Hypoxia and Neuroblastoma Tumorigenesis
Neuroblastoma is the most common pediatric solid tumor that arises from the sympathetic nervous system. Neuroblastoma tumors exhibit clinical and biological heterogeneity associated with certain genetic aberrations. Advanced stage neuroblastoma is refractory to all conventional therapeutic modalities and is associated with a dismal prognosis. The cure rate of children with high-risk stage IV neuroblastoma remains low, providing a compelling reason to better understand the molecular mechanisms that can be targeted to treat this disease.

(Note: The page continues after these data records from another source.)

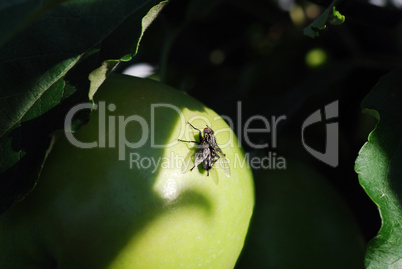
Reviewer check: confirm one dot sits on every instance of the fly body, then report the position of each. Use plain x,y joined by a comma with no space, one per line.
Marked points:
208,152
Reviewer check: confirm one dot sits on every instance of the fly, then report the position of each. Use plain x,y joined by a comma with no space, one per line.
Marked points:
208,152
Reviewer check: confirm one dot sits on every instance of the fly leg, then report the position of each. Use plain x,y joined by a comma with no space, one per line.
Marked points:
189,141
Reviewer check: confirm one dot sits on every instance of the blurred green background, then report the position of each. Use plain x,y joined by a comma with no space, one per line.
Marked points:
309,215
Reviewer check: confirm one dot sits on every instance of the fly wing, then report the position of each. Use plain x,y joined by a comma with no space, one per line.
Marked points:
187,163
202,153
223,163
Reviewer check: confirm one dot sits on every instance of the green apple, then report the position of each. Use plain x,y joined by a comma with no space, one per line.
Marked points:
300,221
116,195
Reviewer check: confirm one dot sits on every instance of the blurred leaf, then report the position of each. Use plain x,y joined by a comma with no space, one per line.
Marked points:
299,214
330,15
47,51
380,171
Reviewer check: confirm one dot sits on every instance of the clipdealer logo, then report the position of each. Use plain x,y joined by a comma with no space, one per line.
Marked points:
331,154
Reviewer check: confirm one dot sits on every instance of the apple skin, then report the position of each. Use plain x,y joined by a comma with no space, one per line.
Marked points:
92,210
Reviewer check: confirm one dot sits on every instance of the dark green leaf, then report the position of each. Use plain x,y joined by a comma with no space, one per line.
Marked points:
380,171
330,15
47,51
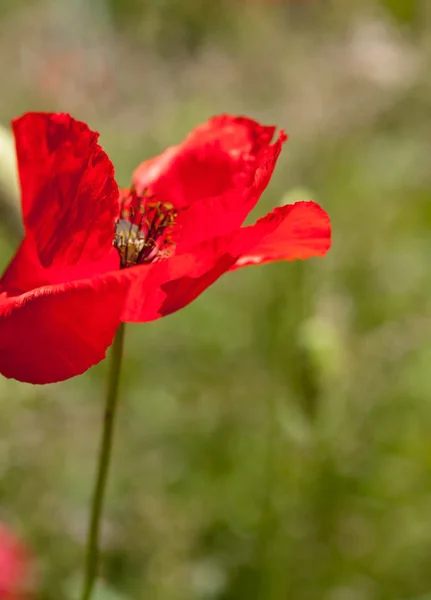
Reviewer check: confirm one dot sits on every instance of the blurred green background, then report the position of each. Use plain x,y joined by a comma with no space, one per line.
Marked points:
274,438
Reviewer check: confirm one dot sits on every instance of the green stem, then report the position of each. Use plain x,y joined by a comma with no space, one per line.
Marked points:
93,550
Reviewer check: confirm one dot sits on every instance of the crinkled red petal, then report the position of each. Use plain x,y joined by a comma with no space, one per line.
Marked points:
69,194
56,332
217,216
217,156
303,231
164,287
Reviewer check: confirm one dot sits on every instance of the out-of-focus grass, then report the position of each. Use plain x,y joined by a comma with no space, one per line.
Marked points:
323,364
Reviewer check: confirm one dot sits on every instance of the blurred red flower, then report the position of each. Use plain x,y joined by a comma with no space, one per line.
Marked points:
93,257
13,566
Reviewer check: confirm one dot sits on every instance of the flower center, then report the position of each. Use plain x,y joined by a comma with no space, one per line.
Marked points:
143,231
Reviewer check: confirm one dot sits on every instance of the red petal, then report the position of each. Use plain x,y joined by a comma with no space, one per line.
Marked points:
303,231
14,566
69,195
56,332
220,215
164,287
215,157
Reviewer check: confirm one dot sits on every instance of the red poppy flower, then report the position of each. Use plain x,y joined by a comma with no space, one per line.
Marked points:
13,566
93,257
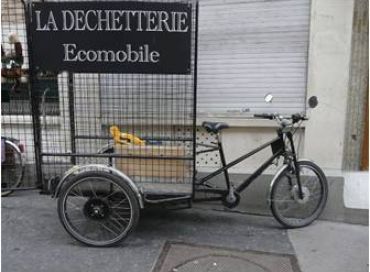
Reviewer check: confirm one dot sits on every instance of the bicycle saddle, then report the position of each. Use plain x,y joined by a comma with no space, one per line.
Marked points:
214,127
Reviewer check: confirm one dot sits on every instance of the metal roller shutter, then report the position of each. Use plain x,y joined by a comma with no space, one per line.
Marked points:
250,48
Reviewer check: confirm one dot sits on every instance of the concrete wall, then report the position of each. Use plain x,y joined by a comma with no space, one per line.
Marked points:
328,77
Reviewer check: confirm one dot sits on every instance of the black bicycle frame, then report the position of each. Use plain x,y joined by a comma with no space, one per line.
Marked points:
278,149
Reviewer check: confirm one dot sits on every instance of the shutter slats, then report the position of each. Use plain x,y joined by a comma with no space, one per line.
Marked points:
249,48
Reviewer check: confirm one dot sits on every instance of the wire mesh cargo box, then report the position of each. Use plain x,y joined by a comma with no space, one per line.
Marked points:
155,161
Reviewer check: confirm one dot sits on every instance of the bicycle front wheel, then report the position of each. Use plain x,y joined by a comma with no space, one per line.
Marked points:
98,209
12,169
290,208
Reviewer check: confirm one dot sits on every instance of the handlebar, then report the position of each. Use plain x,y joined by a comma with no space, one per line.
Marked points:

Neuroblastoma tumors present hypoxic areas and metastasize to sites such as bone and bone marrow. Hypoxia induces a multitude of biological responses in cells and also alters neuronal characteristics of human neuroblastoma cells. Hypoxia-inducible factors (HIFs) are transcriptional regulators that mediate the cellular response to low oxygen. Although HIF-1α is usually considered as the principal mediator of hypoxic adaptation, several tissues and different cell types express both HIF-1α and HIF-2α isoforms under hypoxia. HIFs are also implicated in the progression of several cancer forms including neuroblastoma.
Transient hypoxia and subsequent reoxygenation is a common phenomenon occurring within most solid tumors. Intermittent hypoxic tumor cells have the potential to influence the in tumor response to therapy. In our laboratory, we study the effects of intermittent hypoxia/HIFs on tumor cell clonogenicity, differentiation and tumorigenicity using in vitro and in vivo approaches. These studies should generate major insights into the pathogenesis of intermittent hypoxia-induced alterations in neuroblastoma tumors and in turn should suggest novel targets for therapeutic interventions.